Plutarch (c.50-c.120 AD) was a writer and thinker born into a wealthy, established family of Chaeronea in central Greece. He received the best possible education in rhetoric and philosophy, and traveled to Asia Minor and Egypt. Later, a series of visits to Rome and Italy contributed to his fame, which was given official recognition by the emperors Trajan and Hadrian. Plutarch rendered conscientious service to his province and city (where he continued to live), as well as holding a priesthood at nearby Delphi. His voluminous surviving writings are broadly divided into the "moral"works and the Parallel Lives of outstanding Greek and Roman leaders. The former (Moralia) are a mixture of rhetorical and antiquarian pieces, together with technical and moral philosophy (sometimes in dialogue form).

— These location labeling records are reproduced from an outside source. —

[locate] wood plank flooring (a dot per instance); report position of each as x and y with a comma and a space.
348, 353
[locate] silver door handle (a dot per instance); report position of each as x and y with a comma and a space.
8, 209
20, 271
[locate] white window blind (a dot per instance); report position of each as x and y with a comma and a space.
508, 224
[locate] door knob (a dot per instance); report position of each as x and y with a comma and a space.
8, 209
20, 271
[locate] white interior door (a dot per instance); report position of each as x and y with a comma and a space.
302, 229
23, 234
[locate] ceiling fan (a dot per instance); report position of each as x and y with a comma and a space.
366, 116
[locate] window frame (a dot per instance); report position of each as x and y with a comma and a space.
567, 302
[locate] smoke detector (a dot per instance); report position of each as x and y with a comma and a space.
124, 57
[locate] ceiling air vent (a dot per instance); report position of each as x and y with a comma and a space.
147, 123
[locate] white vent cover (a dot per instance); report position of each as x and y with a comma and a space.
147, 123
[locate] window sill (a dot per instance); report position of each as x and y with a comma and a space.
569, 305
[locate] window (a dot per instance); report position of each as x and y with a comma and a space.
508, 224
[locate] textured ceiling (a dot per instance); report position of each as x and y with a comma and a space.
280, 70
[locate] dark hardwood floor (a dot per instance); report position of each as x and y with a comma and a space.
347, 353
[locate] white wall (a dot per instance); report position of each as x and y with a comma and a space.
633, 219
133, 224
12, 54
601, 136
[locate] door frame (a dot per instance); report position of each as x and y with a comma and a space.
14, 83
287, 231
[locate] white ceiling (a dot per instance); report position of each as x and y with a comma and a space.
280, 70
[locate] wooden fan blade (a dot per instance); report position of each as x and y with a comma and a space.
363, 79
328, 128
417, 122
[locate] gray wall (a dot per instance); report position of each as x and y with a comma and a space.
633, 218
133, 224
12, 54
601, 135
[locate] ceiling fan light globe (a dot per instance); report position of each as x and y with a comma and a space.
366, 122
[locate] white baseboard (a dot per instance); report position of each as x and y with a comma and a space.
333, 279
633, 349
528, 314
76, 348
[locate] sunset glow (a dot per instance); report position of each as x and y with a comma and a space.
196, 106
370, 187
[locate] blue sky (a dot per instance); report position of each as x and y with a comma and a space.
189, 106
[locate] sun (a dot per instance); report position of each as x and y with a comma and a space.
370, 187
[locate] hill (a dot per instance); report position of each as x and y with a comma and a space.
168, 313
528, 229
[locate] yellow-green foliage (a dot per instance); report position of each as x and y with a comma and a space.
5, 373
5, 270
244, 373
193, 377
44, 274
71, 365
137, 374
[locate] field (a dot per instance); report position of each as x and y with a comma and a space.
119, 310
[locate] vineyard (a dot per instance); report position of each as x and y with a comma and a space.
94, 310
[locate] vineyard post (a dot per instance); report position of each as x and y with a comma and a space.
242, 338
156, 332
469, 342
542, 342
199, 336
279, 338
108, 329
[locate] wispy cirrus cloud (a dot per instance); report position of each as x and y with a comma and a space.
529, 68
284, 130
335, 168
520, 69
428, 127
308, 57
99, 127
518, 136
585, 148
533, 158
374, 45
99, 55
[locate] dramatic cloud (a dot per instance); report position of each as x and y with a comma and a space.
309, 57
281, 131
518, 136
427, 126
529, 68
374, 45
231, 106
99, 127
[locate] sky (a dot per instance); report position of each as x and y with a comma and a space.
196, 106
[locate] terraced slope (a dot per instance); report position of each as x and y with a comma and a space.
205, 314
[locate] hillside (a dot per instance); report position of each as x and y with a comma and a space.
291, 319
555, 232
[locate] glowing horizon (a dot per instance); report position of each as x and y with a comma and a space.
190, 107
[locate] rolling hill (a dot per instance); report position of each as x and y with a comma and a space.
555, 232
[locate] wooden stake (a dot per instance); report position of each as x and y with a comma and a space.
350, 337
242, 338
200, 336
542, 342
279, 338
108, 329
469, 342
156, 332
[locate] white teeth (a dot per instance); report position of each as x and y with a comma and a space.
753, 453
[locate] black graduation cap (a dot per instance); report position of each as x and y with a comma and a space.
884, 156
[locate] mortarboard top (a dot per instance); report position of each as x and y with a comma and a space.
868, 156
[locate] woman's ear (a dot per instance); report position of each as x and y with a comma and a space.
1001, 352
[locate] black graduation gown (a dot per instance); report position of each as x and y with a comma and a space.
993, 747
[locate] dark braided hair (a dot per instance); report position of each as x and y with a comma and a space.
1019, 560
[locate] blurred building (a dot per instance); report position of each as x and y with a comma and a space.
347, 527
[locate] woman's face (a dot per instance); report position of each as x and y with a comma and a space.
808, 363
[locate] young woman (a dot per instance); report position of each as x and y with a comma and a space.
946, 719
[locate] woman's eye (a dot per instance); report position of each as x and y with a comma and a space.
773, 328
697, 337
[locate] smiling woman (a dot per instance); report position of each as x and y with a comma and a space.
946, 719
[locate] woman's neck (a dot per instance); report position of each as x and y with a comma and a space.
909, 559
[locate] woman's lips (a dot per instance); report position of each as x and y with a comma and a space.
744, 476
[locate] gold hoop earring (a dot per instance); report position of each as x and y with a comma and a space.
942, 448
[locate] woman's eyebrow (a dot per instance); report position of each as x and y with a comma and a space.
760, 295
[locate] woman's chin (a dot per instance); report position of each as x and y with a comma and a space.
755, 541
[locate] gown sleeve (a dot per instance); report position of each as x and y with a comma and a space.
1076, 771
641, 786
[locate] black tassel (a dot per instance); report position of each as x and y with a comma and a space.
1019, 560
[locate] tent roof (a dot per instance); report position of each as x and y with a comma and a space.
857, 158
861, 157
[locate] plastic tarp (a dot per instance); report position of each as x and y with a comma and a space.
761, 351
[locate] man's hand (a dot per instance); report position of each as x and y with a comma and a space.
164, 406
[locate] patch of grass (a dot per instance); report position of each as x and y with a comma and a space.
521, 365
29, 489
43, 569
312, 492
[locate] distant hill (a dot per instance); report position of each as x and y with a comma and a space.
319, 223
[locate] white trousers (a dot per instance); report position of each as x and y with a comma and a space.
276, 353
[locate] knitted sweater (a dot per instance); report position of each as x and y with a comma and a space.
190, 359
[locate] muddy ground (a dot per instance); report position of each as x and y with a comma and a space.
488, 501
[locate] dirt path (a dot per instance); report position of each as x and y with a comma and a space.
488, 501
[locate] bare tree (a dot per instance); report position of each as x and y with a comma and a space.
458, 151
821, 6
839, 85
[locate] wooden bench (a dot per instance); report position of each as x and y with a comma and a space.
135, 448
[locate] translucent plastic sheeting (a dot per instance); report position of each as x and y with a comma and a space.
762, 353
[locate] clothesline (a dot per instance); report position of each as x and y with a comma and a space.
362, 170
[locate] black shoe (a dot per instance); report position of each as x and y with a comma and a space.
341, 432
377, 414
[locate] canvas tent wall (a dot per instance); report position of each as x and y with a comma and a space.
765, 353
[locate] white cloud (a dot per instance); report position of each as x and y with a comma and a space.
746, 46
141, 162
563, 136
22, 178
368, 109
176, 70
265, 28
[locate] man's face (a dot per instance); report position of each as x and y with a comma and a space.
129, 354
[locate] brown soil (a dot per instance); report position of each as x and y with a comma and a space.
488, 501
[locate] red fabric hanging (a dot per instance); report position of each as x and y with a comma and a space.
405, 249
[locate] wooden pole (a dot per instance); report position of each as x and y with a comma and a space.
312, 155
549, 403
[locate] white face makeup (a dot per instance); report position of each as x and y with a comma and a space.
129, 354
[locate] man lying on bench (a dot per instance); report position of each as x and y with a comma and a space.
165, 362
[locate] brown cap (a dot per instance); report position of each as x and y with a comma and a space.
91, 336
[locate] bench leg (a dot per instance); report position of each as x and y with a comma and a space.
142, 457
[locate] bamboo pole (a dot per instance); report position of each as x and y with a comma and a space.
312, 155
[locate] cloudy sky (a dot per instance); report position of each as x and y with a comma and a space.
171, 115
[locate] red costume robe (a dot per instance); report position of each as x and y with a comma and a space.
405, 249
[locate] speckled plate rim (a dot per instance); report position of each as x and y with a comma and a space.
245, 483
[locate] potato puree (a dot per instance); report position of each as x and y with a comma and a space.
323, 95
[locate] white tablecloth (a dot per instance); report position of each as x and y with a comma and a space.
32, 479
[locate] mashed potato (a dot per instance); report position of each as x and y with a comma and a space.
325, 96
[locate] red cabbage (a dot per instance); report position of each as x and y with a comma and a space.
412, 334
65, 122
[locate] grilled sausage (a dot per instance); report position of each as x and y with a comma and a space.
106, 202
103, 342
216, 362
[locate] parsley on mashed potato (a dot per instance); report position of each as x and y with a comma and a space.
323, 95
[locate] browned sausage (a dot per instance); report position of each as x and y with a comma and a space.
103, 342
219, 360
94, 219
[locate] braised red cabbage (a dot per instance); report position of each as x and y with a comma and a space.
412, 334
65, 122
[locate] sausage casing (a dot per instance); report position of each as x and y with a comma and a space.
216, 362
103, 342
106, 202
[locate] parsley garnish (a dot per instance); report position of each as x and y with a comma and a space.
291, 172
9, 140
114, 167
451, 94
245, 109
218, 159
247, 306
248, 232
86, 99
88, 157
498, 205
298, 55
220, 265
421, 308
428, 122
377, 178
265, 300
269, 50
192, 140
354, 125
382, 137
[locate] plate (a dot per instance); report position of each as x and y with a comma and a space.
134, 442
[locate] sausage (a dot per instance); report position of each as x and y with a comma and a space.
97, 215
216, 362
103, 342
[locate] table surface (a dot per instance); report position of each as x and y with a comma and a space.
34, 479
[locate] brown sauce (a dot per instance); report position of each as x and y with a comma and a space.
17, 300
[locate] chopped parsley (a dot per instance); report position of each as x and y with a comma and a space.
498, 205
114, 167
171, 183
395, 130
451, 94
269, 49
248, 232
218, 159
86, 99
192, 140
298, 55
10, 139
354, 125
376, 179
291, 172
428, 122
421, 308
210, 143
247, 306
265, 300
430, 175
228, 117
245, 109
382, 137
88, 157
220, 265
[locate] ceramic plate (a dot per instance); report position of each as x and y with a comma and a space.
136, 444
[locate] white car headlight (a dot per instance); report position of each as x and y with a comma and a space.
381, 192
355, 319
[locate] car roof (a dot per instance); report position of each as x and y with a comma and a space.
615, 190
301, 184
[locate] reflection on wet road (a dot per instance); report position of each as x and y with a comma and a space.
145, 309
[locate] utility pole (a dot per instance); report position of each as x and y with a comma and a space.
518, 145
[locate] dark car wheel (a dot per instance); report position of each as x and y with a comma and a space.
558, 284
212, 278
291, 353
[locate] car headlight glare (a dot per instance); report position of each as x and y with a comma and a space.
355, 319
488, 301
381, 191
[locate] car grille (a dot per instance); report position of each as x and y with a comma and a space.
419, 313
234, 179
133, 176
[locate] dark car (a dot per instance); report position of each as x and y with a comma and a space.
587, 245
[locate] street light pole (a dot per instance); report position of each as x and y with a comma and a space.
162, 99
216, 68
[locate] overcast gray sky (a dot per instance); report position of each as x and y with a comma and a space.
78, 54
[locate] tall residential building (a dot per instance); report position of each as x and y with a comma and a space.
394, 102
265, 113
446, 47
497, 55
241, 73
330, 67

The Lives have been influential from the Renaissance onwards.
Ian Scott-Kilvert was the director of English Literature at the British Council and the editor of Writers and Their Works. For the Penguin Classics, he translated Plutarch's Makers of Rome, The Rise and Fall of Athens: Nine Greek Lives and The Age of Alexander, and Cassius Dio's The Roman History. He died in 1989.
Christopher Pelling is Regius Professor of Greek at Oxford University. He published a commentary on Plutarch's Life of Antony in 1988 (Cambridge University Press) and most of his articles on Plutarch are collected in his Plutarch and History (Classical Press of Wales and Duckworth, 2002).